Semarang (ANTARA) - Eduard Chris Yonata mencoba menerjemahkan tema Tour de Borobudur XXIII Unity in Diversity dalam bentuk diorama dengan total ada delapan maskot yang nantinya juga digunakan sebagai trofi bagi para pemenang gelaran bertaraf internasional yang digelar 5-6 Agustus 2023.
Delapan maskot tersebut merupakan ikon budaya dari sejumlah wilayah di Indonesia yakni Reog, Ondel-ondel, Hudoq, Coka Iba, Barong, Wolay, Topeng Raja Ampat, dan Sigalegale.
Beberapa, mungkin kurang familiar di telinga seperti Coka Iba dari Maluku Utara atau Wolay-nya Sulawesi Utara.
Meski dua ikon budaya itu tidak terlalu santer terdengar secara nasional, Yonata tetap memilihnya karena kedua budaya tersebut menyimpan filosofi yang dirasa luar biasa.
Coka Iba merupakan sebuah ritual religi yang kerap dilakukan masyarakat Kabupaten Weda, Kabupaten Halmahera Tengah, Provinsi Maluku Utara untuk memeringati Maulud Nabi Muhammad SAW.
Dalam ritual tersebut, para pemain Coka Iba mengenakan topeng dengan karakter yang berbeda-beda, sedangkan Wolay merupakan tradisi asli daerah Poopo.
Poopo adalah sebuah desa di kecamatan Ranoyapo, Minahasa Selatan, Provinsi Sulawesi Utara. Mayoritas warga Desa Poopo merupakan petani.

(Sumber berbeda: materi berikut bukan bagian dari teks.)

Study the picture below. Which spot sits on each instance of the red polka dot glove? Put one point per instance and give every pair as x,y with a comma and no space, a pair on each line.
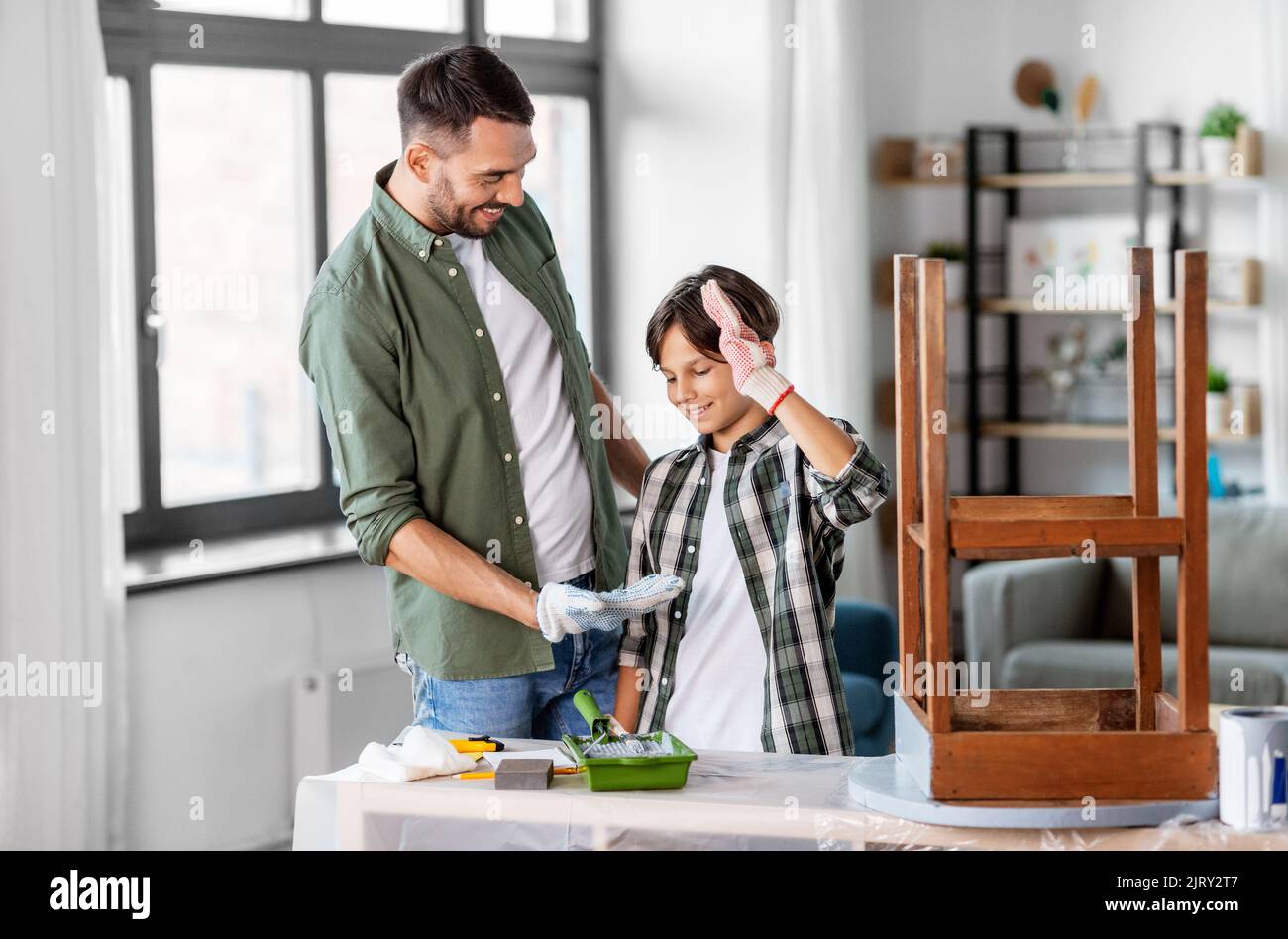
751,357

Zaman dulu, nyaris semua petani setempat merasa terganggu dengan keberadaan monyet/yaki atau yang biasa disebut wolay.
Para petani kemudian mebuat semacam orang-orangan sawah untuk mengusir yaki tanpa menyakiti.
Kini, Wolay digaungkan untuk melindungi populasi yaki yang terancam punah lantaran kerap diburu untuk dijadikan bahan makanan.
“Sebenarnya ada banyak tradisi atau budaya lain di Indonesia Timur yang ingin saya masukkan dalam ikon ini, tapi karena literasi tentang budaya itu masih sangat minim jadi perlu riset sendiri,” kata Edo, sapaan akrab Eduard Chris Yonata ketika dihubungi melalui telepon dari Semarang, Senin.
Secara umum, delapan ikon yang dijadikan maskot Tour de Borobudur XXIII ini sudah menggambarkan tema Unity in Diversity.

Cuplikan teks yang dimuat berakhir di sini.